Tuesday, May 27, 2008

Letters on NB Government's lack of understanding, ability to listen, and warring with their constituents.

Lamrock shows lack of understanding

Hearing of Kelly Lamrock's latest plan to revamp the education system (standardized testing for teachers), and reading of Measha Brueggergosman's comments re: the cutting of the early French immersion program, I am struck (again) by the minister's apparent lack of understanding of language, and indeed of culture (specifically music, art, and education).

In cutting the early French immersion program, which is a program "that works," Lamrock claims to be broadening the accessibility of language acquisition. Rather he is adopting a lowest-common-denominator approach that degrades a system already in trouble, rather than playing to its strengths. He has claimed in the past few weeks that students are currently being taught "too many concepts" in math, and so he has made changes to that curriculum.

Learning a language is not akin to learning a subject like math. Language is a way of contextualizing everything we do; it is a framework for teaching subjects like math and science. Immersing children in language at a young age is a proven way to teach it effectively. Like music and art, language is a mode of expression. Like music and art, it is a way of thinking and perceiving and expressing experience.

His arrogance in not consulting those with expertise in education (including teachers), and in his rejection and disrespect of opposition to his broad-strokes, profoundly disruptive plans, is breathtaking.

Why do Lamrock and the Liberal government underestimate the abilities of students and teachers so, and why must we all pay the price of his underestimation?


Is premier really ready to listen?

I am wondering if Mr. Graham is truly ready to implement the ideas of this newest report mentioned in Wednesday's paper entitled, "Can we Talk?" To me the concept seems like common sense. Could it have been the coming together of the people during the UNBSJ fiasco in which Mr. Graham was quite willing to jeopardize the reputation of our University to change it to a polytechnic school that has caused this change of direction for our governing officials? Or could it be the impending judicial review over the reckless changes to our French second language program that have left parents with no other option than to sue our government?

It is a shame that it took $100,000 to tell our leaders that labelling parents who didn't agree with their decision to eliminate choice in their child's education, as emotional members of an elitist self-interest group, probably wasn't a smart or proper thing to do.

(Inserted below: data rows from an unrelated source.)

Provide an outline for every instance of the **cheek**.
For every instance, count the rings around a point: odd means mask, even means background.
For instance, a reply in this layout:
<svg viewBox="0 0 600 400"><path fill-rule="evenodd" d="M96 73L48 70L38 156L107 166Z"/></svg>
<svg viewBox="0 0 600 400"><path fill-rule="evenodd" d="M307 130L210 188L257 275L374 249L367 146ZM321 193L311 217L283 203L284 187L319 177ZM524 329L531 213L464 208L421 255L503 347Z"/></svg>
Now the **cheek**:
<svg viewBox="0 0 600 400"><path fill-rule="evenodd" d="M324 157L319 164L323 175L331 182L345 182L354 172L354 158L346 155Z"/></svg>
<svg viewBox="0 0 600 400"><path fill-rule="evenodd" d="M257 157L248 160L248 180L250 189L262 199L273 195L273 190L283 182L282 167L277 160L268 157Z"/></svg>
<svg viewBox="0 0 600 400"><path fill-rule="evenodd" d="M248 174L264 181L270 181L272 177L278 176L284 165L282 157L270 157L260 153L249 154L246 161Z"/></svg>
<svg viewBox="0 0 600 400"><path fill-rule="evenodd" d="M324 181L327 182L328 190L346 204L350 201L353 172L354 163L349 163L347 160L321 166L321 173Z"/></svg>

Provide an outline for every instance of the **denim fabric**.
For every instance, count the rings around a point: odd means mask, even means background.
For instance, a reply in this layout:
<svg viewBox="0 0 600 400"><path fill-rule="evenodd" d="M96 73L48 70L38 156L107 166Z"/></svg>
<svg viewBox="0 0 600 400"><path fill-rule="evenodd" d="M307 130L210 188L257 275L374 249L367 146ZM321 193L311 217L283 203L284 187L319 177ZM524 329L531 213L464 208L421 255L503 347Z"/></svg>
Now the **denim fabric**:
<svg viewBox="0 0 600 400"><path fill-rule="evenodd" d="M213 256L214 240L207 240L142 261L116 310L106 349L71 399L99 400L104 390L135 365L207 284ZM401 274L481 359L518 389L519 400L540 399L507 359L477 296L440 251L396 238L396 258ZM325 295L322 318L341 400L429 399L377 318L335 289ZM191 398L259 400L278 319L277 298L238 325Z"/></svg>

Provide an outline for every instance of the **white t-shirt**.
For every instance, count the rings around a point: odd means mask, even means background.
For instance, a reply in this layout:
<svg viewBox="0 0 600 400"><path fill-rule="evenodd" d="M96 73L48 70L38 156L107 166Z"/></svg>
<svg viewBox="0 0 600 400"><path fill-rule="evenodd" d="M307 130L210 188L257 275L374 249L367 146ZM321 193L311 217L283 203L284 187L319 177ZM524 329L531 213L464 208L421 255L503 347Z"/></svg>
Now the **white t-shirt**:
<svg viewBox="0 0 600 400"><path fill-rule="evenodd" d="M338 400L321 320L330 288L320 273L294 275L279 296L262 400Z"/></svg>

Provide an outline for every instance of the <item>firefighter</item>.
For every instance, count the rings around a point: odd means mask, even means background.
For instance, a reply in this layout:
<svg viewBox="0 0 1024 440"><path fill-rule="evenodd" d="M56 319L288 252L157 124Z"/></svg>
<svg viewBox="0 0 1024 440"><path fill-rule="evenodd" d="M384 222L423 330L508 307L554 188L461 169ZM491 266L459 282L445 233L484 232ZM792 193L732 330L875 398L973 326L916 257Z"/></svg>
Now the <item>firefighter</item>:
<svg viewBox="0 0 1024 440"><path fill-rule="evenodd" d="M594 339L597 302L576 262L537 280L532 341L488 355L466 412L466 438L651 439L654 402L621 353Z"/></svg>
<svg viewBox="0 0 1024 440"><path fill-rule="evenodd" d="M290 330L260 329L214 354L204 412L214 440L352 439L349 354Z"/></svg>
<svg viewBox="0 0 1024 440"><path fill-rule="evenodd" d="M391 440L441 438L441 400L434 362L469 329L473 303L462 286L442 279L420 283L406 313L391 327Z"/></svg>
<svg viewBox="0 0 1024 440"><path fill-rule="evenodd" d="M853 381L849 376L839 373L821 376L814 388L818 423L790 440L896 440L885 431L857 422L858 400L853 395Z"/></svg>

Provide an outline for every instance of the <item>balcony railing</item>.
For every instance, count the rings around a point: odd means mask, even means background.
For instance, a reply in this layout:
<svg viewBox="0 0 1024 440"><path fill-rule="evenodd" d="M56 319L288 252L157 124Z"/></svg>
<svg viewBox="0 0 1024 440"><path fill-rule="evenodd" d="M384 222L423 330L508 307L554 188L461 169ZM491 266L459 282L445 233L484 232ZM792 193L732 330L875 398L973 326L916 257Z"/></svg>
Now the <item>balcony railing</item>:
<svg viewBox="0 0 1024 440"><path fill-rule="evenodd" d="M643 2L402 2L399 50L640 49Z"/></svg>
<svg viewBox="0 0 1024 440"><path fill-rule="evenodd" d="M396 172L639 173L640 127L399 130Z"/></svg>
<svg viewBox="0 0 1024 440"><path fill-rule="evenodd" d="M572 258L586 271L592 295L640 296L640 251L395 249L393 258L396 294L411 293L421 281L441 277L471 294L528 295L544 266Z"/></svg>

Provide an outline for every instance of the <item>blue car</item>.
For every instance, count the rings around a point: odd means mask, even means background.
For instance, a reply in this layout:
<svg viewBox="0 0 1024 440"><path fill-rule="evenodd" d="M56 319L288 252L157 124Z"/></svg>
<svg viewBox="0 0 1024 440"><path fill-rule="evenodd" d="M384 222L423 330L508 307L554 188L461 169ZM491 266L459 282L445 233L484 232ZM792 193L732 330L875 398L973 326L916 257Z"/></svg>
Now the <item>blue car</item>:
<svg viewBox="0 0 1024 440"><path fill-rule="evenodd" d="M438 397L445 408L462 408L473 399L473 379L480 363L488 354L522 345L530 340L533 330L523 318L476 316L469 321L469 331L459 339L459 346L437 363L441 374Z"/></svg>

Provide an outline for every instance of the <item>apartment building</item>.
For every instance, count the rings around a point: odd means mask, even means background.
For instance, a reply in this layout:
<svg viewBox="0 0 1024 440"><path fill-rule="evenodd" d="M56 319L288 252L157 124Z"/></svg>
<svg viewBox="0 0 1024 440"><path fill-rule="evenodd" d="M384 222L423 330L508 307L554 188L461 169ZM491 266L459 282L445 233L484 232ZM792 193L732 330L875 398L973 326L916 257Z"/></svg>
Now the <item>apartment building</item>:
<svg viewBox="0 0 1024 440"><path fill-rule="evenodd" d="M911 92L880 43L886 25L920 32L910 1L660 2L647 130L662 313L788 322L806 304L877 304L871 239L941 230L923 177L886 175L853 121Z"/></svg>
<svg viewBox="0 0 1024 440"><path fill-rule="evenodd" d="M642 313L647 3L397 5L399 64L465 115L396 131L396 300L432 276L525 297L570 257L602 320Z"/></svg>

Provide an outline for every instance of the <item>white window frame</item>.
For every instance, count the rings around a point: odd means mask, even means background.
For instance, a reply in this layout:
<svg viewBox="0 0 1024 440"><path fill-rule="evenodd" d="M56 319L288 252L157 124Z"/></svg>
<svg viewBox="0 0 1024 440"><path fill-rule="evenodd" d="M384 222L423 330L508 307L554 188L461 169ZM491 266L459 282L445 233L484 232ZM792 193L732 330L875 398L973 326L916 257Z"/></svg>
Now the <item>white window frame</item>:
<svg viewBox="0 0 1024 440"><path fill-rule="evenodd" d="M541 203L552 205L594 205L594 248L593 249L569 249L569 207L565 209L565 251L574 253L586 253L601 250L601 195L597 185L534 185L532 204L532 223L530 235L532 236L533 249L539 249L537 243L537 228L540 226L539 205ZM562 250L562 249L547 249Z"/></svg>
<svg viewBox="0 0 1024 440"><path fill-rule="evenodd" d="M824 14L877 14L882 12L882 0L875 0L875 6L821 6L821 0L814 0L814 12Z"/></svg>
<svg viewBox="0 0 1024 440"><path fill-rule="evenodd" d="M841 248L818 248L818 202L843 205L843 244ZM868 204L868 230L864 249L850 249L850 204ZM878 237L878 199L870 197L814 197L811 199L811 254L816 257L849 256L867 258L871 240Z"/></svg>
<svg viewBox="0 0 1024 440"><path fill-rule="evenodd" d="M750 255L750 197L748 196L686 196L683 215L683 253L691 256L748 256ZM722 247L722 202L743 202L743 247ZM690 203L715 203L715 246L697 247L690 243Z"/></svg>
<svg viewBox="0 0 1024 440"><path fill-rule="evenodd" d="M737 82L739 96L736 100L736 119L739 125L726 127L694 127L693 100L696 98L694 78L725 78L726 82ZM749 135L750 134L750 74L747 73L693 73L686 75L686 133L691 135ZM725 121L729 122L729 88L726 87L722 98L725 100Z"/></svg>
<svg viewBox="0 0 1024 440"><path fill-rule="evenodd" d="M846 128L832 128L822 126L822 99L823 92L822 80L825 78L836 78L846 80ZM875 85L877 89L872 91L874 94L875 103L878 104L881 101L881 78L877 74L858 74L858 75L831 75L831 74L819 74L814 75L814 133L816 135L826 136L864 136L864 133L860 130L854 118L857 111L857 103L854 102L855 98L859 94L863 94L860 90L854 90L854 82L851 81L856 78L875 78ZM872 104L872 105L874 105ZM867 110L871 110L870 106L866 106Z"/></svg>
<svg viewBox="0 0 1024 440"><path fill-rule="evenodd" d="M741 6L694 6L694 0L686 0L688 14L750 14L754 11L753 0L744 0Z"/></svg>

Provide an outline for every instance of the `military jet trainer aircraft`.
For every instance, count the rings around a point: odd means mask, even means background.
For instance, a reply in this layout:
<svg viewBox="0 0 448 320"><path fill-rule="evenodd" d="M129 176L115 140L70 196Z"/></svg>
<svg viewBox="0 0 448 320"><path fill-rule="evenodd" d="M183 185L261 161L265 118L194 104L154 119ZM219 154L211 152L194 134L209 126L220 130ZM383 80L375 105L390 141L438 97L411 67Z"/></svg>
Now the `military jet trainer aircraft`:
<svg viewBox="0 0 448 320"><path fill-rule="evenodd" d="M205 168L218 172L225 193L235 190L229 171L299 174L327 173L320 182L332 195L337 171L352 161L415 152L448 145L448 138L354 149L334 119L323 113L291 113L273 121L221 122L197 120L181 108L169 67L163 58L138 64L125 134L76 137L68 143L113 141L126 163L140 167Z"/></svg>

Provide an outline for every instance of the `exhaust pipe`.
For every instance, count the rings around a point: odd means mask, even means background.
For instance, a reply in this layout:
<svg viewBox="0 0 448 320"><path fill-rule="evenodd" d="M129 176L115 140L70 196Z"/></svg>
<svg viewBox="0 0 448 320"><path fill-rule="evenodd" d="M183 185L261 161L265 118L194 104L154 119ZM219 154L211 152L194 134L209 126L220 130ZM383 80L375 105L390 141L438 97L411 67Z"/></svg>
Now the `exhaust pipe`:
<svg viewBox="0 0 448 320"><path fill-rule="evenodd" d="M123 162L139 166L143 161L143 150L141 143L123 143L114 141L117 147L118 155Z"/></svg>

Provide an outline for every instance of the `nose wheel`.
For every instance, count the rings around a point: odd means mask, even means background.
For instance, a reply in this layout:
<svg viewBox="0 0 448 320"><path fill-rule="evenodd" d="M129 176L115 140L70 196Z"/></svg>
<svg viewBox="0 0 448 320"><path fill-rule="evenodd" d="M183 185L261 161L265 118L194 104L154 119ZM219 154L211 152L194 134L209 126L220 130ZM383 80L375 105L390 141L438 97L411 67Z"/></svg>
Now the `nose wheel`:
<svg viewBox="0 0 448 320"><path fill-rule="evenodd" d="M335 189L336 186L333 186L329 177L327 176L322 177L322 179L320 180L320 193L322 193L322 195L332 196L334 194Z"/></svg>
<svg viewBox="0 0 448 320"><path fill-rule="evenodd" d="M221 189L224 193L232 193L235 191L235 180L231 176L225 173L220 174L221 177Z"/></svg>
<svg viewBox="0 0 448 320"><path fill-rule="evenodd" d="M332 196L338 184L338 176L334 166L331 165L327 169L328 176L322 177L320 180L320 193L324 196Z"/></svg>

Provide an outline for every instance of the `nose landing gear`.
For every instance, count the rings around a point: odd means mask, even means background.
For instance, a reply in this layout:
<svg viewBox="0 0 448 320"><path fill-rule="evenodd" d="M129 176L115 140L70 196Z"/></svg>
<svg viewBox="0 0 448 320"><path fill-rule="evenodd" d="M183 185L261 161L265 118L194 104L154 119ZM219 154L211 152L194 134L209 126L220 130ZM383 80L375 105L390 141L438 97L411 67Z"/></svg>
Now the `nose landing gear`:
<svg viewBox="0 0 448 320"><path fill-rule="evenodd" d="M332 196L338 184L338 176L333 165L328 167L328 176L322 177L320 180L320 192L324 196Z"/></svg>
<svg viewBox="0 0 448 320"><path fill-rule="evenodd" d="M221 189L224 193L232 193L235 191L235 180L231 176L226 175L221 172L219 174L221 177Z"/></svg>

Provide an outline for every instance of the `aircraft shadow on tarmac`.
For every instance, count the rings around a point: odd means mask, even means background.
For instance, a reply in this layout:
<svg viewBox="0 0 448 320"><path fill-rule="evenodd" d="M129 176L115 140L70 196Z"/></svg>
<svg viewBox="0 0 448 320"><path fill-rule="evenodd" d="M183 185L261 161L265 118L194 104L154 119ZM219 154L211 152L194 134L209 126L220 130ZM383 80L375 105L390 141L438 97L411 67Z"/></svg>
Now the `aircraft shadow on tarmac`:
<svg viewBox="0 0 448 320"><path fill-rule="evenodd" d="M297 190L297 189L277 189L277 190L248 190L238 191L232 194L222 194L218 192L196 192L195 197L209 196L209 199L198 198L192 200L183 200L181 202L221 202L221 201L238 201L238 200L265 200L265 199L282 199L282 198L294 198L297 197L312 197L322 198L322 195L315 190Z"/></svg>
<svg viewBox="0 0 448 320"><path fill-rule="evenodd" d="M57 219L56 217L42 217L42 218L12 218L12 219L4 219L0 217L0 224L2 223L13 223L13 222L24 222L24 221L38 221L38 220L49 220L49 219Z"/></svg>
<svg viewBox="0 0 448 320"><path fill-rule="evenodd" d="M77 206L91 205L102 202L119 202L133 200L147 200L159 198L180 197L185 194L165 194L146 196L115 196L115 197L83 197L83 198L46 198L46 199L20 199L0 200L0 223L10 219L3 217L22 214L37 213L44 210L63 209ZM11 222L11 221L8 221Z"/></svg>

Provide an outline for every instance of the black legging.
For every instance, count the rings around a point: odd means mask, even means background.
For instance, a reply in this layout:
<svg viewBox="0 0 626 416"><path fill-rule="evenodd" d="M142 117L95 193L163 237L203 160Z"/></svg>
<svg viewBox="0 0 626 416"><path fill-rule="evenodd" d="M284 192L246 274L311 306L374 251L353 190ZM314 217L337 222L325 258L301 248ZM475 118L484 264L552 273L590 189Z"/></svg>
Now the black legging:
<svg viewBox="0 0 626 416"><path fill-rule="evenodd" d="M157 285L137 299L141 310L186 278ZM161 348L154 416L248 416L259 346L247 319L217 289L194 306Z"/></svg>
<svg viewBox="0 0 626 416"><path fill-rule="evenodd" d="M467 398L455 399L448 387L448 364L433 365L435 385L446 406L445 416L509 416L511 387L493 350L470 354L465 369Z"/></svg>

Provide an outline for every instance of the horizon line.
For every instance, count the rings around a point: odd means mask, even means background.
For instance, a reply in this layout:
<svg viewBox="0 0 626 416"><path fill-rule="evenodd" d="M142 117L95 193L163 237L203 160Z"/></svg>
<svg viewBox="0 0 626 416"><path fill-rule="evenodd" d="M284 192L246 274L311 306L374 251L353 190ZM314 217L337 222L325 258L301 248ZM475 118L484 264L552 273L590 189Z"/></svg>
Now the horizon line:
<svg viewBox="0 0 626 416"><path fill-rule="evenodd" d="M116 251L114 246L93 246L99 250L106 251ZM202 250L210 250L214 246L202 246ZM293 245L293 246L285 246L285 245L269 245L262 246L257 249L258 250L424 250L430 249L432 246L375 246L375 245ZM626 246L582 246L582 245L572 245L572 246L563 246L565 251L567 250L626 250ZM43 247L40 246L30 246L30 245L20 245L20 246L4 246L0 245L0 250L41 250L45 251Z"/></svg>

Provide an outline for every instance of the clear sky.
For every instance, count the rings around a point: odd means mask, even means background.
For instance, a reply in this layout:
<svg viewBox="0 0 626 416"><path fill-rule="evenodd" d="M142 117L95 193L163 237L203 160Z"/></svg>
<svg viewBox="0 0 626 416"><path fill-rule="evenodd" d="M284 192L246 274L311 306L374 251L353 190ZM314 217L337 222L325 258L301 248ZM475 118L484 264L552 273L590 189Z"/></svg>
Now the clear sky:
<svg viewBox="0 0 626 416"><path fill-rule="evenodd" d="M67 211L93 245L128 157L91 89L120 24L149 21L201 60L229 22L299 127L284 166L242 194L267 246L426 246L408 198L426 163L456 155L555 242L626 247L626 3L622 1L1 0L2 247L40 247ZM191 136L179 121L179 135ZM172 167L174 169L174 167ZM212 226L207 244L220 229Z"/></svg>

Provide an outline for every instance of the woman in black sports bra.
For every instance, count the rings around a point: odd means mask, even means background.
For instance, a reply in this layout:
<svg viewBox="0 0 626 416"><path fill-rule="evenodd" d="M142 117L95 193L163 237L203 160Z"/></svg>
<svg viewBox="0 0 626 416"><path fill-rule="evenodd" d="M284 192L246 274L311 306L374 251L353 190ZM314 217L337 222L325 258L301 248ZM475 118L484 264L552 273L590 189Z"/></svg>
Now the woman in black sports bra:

Mr. Graham and his ministers have got to show respect and consideration to people who have dissenting opinions. Then and only then, will this government regain some of the respect and confidence it has lost during what seems to be a dictatorship-like style in which decisions have been made.


Letter to the Editor--Bugle Observer Provincial Liberals must stop war of wordsPublished Tuesday May 27th, 2008

Dear Editor,

The Liberals' war of words on the people of New Brunswick has got to stop.

It is simply unconscionable that a minister of state would refer to one optional educational program, early French immersion, as "segregated," while praising other proposed optional programs, such as enrichment and late French immersion, as suiting students' needs.

Segregation is a word that stinks of racial prejudice and sexism, and it has no place in this debate. When most people use it, they mean that people are forced into separate groups, like African-Americans on public transportation in the 1950s.

Early French immersion is an option, and if anyone was unable to take it, this was because the minister has never made good on the Liberal campaign promise to fulfill the recommendations of the McKay report and provide sufficient resource help for the existing French program.

Until he can use less loaded words, the Liberals should stop Lamrock from tinkering with the subjects that really matter to the fabric of our province and set his sights on improving our scores in the one topic on which he is an obvious expert: rhetoric.

If the Liberals don't stop, at least we'll be the number one province in that field by 2010.